Does the term sustainability become watered-down in meaning as it gets employed more and more frequently? Does it mean the same thing for everyone that we can talk about it as something part of the common good? And what is the relationship between sustainability (as in perpetual survival of life on this planet) and decolonization – in what ways must one occur for the other to be possible?
Grass Routes, the annual University of Winnipeg sustainability festival (November 12-15), seeks to start conversations about these topics and explore aspects of sustainability through three different forms: ideas, skills and art.
“It’s really to sort of try to have a campus-wide conversation,” says Alana Lajoie-O’Malley, Director of the Campus Sustainability Office. “One of the reasons I get so excited about Grass Routes is it really gets at some of the bigger picture reasons that universities are here, which is to have these difficult conversations and have them in creative ways.”
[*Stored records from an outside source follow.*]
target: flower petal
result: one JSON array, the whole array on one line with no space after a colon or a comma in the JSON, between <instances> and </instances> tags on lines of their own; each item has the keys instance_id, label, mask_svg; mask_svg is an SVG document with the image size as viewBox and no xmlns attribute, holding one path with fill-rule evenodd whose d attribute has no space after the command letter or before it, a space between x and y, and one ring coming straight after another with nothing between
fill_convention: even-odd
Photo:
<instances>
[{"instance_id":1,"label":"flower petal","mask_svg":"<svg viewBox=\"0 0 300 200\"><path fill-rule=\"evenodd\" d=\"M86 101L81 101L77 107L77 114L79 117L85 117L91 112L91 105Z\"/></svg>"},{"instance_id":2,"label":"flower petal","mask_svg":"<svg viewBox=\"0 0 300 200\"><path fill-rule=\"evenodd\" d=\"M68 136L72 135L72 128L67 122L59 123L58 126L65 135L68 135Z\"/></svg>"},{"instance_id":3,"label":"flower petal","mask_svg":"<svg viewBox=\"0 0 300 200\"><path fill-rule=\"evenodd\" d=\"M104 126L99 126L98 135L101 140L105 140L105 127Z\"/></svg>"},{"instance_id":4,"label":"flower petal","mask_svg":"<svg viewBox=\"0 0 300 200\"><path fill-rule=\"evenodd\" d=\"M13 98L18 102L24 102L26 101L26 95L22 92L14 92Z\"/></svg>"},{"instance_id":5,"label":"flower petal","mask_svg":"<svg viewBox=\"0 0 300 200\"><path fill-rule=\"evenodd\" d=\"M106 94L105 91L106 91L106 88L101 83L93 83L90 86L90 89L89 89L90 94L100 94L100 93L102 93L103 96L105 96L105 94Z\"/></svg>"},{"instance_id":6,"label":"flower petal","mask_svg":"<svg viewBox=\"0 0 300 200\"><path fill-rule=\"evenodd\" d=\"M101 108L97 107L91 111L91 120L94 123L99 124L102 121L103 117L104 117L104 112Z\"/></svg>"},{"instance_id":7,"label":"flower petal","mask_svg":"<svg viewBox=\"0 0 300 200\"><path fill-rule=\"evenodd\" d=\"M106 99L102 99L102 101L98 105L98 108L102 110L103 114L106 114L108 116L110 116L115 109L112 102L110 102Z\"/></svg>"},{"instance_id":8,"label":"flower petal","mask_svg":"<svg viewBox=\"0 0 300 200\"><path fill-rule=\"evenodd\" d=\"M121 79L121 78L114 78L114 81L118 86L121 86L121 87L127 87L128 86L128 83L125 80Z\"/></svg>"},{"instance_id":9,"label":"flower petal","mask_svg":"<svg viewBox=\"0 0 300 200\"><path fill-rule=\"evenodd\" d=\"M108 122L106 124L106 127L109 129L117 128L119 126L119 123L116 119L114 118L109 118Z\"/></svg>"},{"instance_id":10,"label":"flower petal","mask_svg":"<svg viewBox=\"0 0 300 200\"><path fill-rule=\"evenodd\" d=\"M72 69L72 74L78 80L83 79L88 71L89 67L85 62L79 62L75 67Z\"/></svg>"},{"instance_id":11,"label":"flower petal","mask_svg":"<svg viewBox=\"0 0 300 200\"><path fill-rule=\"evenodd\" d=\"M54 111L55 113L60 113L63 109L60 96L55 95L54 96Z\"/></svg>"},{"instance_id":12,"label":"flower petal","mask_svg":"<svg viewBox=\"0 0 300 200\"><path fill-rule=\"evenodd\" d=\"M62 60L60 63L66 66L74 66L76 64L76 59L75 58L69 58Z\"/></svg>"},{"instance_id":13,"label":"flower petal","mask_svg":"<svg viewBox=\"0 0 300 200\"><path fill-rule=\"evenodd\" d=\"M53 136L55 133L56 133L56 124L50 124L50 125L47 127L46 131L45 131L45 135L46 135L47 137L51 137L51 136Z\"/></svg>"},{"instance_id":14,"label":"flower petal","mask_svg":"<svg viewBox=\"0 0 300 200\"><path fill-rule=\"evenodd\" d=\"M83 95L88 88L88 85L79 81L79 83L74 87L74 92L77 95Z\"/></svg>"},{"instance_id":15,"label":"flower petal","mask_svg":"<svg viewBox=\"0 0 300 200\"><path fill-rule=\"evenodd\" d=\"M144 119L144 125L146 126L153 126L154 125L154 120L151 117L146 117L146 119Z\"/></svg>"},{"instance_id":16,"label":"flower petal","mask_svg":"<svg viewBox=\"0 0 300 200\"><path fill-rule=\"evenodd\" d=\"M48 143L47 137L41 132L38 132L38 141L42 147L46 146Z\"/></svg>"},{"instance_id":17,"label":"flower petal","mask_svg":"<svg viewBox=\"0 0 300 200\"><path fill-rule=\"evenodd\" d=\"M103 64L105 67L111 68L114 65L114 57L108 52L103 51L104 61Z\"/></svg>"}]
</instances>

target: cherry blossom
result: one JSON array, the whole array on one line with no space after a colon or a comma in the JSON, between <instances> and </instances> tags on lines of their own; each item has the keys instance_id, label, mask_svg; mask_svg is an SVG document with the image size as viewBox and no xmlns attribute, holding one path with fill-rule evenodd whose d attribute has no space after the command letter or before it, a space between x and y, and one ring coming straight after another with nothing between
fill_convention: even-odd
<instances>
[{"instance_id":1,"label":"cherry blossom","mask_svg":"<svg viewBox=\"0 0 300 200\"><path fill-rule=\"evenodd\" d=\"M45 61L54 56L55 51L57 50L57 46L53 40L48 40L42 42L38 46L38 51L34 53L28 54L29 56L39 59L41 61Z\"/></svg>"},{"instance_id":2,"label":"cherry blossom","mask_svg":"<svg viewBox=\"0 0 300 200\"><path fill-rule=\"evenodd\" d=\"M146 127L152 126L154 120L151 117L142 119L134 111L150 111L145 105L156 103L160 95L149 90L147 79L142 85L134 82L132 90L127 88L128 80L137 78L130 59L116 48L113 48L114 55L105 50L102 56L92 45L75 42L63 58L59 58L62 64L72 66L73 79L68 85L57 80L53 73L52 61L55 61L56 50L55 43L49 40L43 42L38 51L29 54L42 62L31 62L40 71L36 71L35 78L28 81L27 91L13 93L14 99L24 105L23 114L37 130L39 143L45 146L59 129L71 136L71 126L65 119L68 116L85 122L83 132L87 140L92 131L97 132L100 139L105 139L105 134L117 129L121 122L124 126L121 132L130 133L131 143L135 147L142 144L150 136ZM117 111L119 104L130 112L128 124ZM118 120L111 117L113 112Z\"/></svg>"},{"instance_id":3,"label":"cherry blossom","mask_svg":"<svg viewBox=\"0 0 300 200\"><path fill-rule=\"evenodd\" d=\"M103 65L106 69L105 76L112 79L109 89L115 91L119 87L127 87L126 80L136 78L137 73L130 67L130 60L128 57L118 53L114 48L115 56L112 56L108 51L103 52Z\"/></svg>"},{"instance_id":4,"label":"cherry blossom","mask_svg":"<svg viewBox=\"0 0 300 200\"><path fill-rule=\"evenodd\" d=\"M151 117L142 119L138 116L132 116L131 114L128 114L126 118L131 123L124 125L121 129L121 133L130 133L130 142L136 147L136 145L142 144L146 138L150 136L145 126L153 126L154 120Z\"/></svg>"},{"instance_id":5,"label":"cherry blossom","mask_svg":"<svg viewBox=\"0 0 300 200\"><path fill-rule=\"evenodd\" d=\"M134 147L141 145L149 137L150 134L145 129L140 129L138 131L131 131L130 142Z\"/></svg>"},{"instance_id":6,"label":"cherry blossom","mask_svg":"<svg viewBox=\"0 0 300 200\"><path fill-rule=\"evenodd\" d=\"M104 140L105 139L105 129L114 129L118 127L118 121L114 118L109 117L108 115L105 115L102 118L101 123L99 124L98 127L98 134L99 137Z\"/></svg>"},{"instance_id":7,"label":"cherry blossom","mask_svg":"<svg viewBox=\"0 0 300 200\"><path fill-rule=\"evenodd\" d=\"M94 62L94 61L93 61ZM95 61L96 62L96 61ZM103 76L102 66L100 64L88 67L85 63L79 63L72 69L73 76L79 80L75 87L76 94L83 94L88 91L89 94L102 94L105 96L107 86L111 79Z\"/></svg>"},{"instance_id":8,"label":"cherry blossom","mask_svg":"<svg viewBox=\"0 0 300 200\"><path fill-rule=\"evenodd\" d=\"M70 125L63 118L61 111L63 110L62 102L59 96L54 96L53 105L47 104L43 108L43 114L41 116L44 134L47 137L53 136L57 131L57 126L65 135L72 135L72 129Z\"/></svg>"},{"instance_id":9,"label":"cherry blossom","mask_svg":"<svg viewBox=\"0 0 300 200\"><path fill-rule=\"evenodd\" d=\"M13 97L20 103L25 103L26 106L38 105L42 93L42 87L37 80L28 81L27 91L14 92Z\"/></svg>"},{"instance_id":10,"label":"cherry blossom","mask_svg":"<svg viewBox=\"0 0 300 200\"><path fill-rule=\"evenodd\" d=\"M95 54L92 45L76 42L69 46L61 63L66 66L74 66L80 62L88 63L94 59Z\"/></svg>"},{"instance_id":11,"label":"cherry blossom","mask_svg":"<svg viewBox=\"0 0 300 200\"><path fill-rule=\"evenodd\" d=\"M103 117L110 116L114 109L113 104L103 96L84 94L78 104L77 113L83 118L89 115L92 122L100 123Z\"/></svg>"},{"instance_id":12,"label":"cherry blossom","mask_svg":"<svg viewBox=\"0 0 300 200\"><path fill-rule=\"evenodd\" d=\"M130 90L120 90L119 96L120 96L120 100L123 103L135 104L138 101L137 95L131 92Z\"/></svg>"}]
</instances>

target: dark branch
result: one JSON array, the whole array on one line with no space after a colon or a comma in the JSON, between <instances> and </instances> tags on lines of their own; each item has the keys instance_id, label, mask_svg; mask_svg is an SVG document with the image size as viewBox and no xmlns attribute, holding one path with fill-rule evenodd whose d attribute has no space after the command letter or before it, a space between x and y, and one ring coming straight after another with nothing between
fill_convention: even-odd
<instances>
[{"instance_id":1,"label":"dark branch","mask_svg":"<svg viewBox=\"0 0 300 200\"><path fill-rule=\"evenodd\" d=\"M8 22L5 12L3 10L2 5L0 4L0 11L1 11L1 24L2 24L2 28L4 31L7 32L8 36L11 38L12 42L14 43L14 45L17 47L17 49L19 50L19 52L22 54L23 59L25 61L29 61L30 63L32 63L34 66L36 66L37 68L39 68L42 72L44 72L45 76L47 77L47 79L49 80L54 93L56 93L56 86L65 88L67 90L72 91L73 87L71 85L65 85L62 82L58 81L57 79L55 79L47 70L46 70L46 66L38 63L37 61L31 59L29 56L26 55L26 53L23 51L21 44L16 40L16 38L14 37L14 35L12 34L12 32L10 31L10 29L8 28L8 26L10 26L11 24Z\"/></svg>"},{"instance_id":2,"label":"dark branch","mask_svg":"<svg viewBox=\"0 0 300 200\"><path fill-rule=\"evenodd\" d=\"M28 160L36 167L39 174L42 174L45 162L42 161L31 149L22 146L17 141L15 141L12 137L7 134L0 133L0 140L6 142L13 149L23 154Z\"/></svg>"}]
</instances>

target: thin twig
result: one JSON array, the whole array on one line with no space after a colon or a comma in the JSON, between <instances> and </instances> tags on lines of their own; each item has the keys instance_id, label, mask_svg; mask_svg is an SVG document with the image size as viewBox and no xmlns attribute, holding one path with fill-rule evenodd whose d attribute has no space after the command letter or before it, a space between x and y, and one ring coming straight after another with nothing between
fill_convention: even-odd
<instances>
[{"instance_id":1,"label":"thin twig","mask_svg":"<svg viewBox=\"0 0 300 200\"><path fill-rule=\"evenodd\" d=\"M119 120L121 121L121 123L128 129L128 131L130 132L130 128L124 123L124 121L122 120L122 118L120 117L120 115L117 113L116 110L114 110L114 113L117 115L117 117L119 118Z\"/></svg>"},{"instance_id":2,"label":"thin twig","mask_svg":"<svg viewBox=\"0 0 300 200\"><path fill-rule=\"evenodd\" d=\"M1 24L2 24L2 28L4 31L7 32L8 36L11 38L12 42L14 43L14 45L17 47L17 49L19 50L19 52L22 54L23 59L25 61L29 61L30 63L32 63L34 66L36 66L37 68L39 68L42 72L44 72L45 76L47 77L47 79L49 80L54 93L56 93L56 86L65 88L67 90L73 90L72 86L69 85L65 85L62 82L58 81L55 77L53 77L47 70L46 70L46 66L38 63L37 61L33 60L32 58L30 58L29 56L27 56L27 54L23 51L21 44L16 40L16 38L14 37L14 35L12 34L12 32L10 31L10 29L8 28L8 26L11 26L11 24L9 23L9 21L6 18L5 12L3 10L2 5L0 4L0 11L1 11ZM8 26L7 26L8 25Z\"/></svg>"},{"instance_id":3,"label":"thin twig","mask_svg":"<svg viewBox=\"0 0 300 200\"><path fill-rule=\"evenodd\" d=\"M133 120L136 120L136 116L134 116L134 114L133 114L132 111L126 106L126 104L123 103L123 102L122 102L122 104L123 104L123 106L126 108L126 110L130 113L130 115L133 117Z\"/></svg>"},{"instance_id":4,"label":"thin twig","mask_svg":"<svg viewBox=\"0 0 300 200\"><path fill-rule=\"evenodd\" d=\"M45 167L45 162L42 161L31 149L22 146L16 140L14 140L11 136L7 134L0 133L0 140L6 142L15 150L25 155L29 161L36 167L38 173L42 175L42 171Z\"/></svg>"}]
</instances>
The guiding theme this year is ‘Living on (Un)Settled Land’, and though the event has seen a change in its timing, the format of organizing activities around the theme into the three categories remains.
“We’re [a university], so we want to have lectures and interesting conversations about whatever the theme for the year is,” Lajoie-O’Malley explains. “That means developing hands-on abilities among students and community and staff that might contribute to re-imagining a different kind of future; and art, sort of always including some kind of creative component where we’re encouraging people to express themselves.”
The four-day event is packed full of such activities as DIY workshops, panel discussions, a photo contest and film screenings. Together, these free events aim to appeal to a wide range of people, including community members as well as students on campus.
One session, the ‘Urban-Geo Workshop’, asks whether a just city is possible. Facilitator Karina Cardona believes that an inclusive dialogue helps people to understand each other’s different perspectives on how we imagine our roles and participation in our urban space.
“In this particular workshop what I would like to do is to be able to talk about where we’re coming from when it comes to sustainability,” Cardona describes, “and talk about ideas of spatial justice, [which] talks about the fact that not everybody has the same kind of access to participation in society, in the city.”
It can be problematic for people to discuss sweeping generalizations about what our individual responsibilities should be in working towards sustainable communities. Recognizing that, Cardona sees a need for increased shared understanding between community members.
“[A]s a critical cultural geographer, the thing that concerns me about that is that we’re treating everybody like they’re coming from the same place to make the same decision, and that’s not the case,” she says. “And when we talk about civic policy and sustainability, I don’t think that we can say that what applies to one neighborhood applies to another, in the same way.”
Many popular suggestions for reducing impacts on our environment can be easily achieved by some demographics while they’re impossible for others, such as buying organic produce, which goes a long way toward reducing impacts on our environment but can be costly.
Cardona believes the best chance to dream up possible solutions for a sustainable future may lie within our imagination.
“Sometimes there’s too much telling of what things should be like, and not enough exploring of what things could be like,” she admits.
“There are no consequences to imagining.”